With an edgier palette of sounds to work with than their Hot Chip material, Doyle and Goddard piloted arrangements filled with digital debris that verges on noise. No matter how harsh or inanimate, however, each and every and every sound serves the groove. On “Casio (Yak Nda Nda),” for example, a lopsided buzzer strobes across an uptempo dance beat from drummer Joseph Amoako. Amoako’s drum part was captured with such realism it’s as if you could reach into the music and wipe the condensation off his hi hat. The contrast between the two sounds couldn’t be more pronounced—the alarm system, say, of a broken machine wheezing monotonously until its power supply dies out, versus the indefatigable heartbeat that powers Ibibio Sound Machine’s music—and yet you could dance to both elements separately.

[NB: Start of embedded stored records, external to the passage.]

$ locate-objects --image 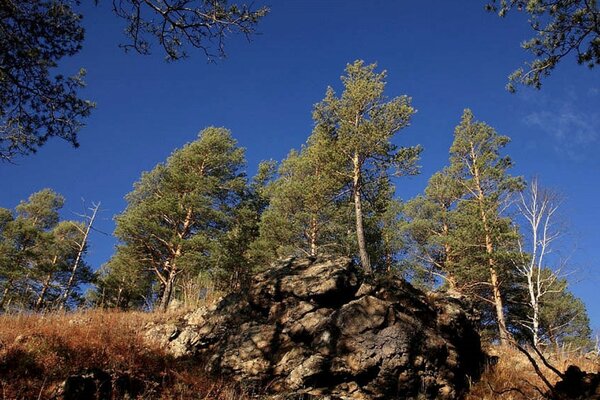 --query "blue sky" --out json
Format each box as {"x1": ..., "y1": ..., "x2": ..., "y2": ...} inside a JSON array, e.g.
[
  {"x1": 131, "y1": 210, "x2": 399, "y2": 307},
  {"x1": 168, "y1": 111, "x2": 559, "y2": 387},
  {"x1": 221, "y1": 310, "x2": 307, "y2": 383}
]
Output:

Make me a rhythm I can play/ A drum to carry me away,” Williams sings on the digital bonus track “Freedom.” Alongside guest vocalist Adenike Ajayi, Williams’s voice sits suspended within an electronic beat devoid of live instrumentation. The song, in fact, conveys a near-total absence of spatial ambience, as if Ajayi and Williams were disembodied from the music, spurring the imagination into having to work to conjure matching visuals. That’s because, in its most daring moments, Electricity nips at the edges of what we can yet conceive. Never short on inspiration to begin with, Ibibio Sound Machine have now begun to plot their own course into realms their influences could never have dreamed possible.